Creating a modern Maori identity through Kapa Haka.
Degree GrantorUniversity of Canterbury
Degree NameDoctor of Philosophy
Ariā – Abstract This thesis is concerned with discovering if and how Māori cultural performance, which we now know as Kapa Haka, has contributed to the creation and development of a modern Māori identity. Māori cultural identity is traditionally traced through whakapapa and is confirmed by a practising knowledge of te reo Māori, kawa and tikanga. Whakapapa links a person to his or her atua, tangata, whenua, tūrangawaewae, marae, whānau, hapū, iwi and waka. The question arises as to whether these are still essential elements in defining a modern Māori (cultural) identity. I want to find out what that modern Māori identity looks like and how it is described. I say it is described in and by Kapa Haka. The framework used for this thesis is that of a Kapa Haka performance, starting with the whakaeke – introduction, and ending with the whakawātea - exit. It weaves together personal histories - my own and those who have memory of the first Festival in 1972 and other developments. It also incorporates social history as it has affected Māori.
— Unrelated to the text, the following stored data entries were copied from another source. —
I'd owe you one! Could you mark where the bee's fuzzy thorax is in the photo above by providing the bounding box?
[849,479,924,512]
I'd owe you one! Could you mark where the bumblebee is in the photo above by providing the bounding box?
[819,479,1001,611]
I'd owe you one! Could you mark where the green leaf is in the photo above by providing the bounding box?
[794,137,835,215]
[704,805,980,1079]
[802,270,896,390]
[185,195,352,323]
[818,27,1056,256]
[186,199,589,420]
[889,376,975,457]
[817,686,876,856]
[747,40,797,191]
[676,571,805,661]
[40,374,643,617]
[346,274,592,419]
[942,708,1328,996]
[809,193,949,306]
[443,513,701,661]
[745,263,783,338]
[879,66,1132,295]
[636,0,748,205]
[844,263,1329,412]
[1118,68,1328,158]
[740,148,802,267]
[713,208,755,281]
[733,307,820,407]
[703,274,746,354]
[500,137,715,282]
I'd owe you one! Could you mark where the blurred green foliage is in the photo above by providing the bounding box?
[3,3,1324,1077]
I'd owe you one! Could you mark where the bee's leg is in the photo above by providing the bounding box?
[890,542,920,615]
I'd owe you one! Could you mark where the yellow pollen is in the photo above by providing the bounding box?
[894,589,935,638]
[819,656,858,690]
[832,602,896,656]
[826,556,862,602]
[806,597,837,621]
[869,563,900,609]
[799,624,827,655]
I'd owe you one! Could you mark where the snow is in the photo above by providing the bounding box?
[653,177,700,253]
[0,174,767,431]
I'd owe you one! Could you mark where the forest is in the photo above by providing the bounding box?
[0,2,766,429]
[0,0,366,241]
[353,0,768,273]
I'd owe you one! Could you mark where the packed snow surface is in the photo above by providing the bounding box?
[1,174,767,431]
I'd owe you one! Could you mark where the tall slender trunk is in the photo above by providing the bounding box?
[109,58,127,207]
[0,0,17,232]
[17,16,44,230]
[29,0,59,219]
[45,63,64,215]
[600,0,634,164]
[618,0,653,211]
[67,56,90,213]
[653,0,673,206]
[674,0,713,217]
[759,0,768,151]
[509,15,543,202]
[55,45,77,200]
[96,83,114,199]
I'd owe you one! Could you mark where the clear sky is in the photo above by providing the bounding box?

It looks at the impact this has had on Kapa Haka from the early concert parties set up for tourist consumption, to iwi and Hāhi hui, to Te Matatini in the present, all the while developing an argument for a modern Māori identity. In undertaking to write this doctoral thesis in Theatre and Film Studies, I have placed myself in a position where I have to step outside of my assumptions of what I think I know about who I am and what I am. This is in order to attempt to explain what I mean by not only a cultural identity, but also a modern Māori identity, as identified in Kapa Haka, so that others will understand. I need to be able to sing the song when I need to, remembering that it is what I do best.